BELAJAR DARI MASA LALU (Vers. 2)


BELAJAR DARI MASA LALU
Oleh: Amaliya Khamdanah

“Ku belajar dari kesalahan hidupku, dari lelahnya masa lalu. Agar ku bisa kembali membuka mataku…” –Muezza, Belajar dari Kesalahan.

            Ia menatap langit biru, tak ada teman pagi ini. Tempat sakral menuntut ilmu masih legang, belum ramai jika jam tujuh tepat. Hijaunya pepohonan yang berada di sepanjang tepi  lapangan sangatlah rimbun, membuatnya semakin terdiam, enggan rasanya tuk beranjak dari singgasana yang telah membuat hatinya tenang dan damai.
            Ia masih terdiam, menatap rumput-rumput lapangan dan embun pagi yang saling bercengkrama bersama kicauan burung. Pelahan,   secercah sinar mentari pagi telah menyapa, mencoba memesuki celah-celah dedaunan yang rimbun itu, angin berembus pelan bahkan sangat bersahabat.
            Ia  lagi-lagi  masih terdiam. Namun siapa sangka, kali ini pikirannya telah menjalar kesana kemari seperti akar-akar rumput yang tumbuh di lapangan. Berita tadi pagi, ulasan sejarah masa kerajaan Hindu-Budha di Nusantara, Atlantis yang hilang dan kini masih simpang siur, pembegalan, perampokan, narkoba, bahkan anak sekolah tawuran, dan tak lupa para petinggi negeri yang selalu mencari sensasi dengan korupsi. Untung hanya itu, tidak sampai pada berita  cintanya yang harus putus ditengah jalan seperti yang ia alami seminggu yang lalu. Cinta kandas  ia pun diam, hampir setengah hati mau mati, untung saja dukun tak ia kerahkan, bahkan arak tak diminumnya. Ia masih punya akal sehat!
            “14,4 juta remaja Indonesia pernah konsumsi miras. Mungkin bukan hanya miras saja yang dikonsumsi tapi narkoba, ekstasi, dan sebangsanya pun juga dikonsumsi.
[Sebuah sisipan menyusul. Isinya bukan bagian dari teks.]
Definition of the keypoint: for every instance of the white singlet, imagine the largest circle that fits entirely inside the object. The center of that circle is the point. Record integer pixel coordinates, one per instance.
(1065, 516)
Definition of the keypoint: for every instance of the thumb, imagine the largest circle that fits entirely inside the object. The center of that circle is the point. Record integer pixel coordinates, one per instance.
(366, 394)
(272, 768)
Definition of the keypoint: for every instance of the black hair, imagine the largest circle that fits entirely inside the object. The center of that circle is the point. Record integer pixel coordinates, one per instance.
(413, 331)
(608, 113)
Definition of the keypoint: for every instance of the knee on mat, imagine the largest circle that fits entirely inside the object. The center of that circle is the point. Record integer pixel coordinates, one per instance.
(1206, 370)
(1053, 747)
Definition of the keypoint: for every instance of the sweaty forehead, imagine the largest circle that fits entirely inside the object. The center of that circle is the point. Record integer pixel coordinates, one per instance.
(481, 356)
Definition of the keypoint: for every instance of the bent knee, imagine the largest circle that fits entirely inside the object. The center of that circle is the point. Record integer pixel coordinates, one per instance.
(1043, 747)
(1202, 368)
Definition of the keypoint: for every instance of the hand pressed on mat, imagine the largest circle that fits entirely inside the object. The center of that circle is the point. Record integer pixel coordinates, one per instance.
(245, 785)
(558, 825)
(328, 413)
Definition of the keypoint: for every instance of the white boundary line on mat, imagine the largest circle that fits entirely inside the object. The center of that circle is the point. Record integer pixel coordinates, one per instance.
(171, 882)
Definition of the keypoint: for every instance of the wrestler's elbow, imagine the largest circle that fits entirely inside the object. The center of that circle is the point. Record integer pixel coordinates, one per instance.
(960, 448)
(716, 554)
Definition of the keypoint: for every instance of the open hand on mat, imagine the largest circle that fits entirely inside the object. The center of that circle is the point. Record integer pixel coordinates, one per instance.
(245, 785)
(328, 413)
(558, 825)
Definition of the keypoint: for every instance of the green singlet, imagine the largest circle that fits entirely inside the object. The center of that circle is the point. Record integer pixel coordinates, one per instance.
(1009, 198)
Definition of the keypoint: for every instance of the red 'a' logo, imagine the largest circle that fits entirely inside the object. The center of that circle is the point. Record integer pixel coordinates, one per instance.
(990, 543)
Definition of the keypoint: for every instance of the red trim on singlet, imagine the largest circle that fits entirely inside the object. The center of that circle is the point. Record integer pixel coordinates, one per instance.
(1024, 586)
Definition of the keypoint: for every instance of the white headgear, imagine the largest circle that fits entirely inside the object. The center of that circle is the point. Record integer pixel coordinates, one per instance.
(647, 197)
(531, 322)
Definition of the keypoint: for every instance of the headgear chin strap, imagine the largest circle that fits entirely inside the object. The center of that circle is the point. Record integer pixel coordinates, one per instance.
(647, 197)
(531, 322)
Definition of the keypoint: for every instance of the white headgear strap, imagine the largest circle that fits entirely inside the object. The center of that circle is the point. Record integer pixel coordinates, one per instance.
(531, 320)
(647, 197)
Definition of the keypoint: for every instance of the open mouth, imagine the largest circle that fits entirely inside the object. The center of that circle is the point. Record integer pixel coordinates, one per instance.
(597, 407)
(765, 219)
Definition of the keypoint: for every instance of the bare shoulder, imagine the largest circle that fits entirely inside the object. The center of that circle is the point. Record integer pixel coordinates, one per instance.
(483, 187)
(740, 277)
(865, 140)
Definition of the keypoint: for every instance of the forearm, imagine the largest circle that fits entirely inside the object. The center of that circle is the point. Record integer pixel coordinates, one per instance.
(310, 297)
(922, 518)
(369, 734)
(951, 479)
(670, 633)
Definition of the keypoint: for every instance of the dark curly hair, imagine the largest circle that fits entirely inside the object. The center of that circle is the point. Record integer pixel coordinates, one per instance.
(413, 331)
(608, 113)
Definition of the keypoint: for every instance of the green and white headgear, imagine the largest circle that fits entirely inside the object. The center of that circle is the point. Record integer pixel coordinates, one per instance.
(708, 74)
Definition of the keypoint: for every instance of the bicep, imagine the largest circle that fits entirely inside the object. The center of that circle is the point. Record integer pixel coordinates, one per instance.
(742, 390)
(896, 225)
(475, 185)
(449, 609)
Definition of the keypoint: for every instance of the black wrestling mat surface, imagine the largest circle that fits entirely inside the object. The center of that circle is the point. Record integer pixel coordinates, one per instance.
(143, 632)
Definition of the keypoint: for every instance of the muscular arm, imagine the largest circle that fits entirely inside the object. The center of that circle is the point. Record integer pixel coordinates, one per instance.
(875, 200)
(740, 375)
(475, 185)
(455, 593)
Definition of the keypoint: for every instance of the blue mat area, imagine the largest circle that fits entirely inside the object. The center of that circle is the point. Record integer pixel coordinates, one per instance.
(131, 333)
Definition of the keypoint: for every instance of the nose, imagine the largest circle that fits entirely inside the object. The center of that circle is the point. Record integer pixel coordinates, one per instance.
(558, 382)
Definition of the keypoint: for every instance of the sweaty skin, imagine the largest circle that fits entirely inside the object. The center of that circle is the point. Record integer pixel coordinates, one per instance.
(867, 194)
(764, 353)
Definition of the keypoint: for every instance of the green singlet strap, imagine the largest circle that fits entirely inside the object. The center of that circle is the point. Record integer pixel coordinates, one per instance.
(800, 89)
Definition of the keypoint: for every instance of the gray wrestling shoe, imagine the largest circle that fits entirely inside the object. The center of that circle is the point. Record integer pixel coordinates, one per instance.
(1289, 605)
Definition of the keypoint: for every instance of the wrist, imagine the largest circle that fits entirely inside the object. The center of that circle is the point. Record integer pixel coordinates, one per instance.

Aih, menjijikan sekali!” lirihnya, “kenapa jika putus cinta mengakibatkan remajanya seperti itu?” Ia berbicara pada hatinya sendiri. Berusaha mencari jawaban atas pikirannya yang masih kesana kemari, angin masih bersahabat dengan embusannya.
            “Majapahit pernah menguasai hampir seluruh Nusantara dan Asia Tenggara. Sumpah Patih  Gajah Mada mempersatukan Nusantara dibawah panji-panji Majapahit.” lirihnya lagi pada hati. Tempat sakral akan ilmu masih legang, jarum jam belum menunjuk angka tujuh. Ia termenung. Maklum saja, ia adalah siswa jurusan kelas sosial yang tengah dirundung kegalauan, menurutnya etis sekali jika disangkut pautkan dengan hal-hal masa lalu.
            Ia menepuk pelan jidadnya, merasa bahwa telah melakukan kesalahan akhir-akhir ini. Yups, hampir mati ketika ia diputuskan oleh sang kekasih. Kini ia beralih memandang secercah cahaya mentari dicelah-celah dedaunan.
            “Bung Karno, bung Hatta, bung Tomo, Jendral Soedirman dan pahlawan lainnya rela mati untuk bumi pertiwi, merebut dari tangan  para penjajah.” lirihnya untuk ketiga kalinya, diakhir perkataannya ia menelan ludah. Tak percaya, menyesal, ia rasakan. Hatinya pun berdesis, “Aneh sekali jika Aku harus galau karena di putus pacar. Lantas? Sedangkan Aku adalah pelajar, yang harus giat belajar.”

Ia bergumam lagi, semakin lama argumen-argumen dalam otaknya terkumpul, membentuk rangkaian kata yang menurutnya tepat menjadi alasan. Kenapa Aku harus begalau ria? Padahal Allah telah menyelamatkanku, menyadarkanku? Secercah sinar mentari nampak memasuki  celah-celah dedaunan, terlihat menyilaukan, layaknya sebuah mimpi yang harus ia gapai. “Baiklah, Aku akan akan bangkit. Tak ada gunanya untukku bergalau ria dalam kesedihan, sangat menyiksa. Menjadi generasi cerdas untuk Negeriku. Belajar dari masa lalu.” Ia pun tersenyum.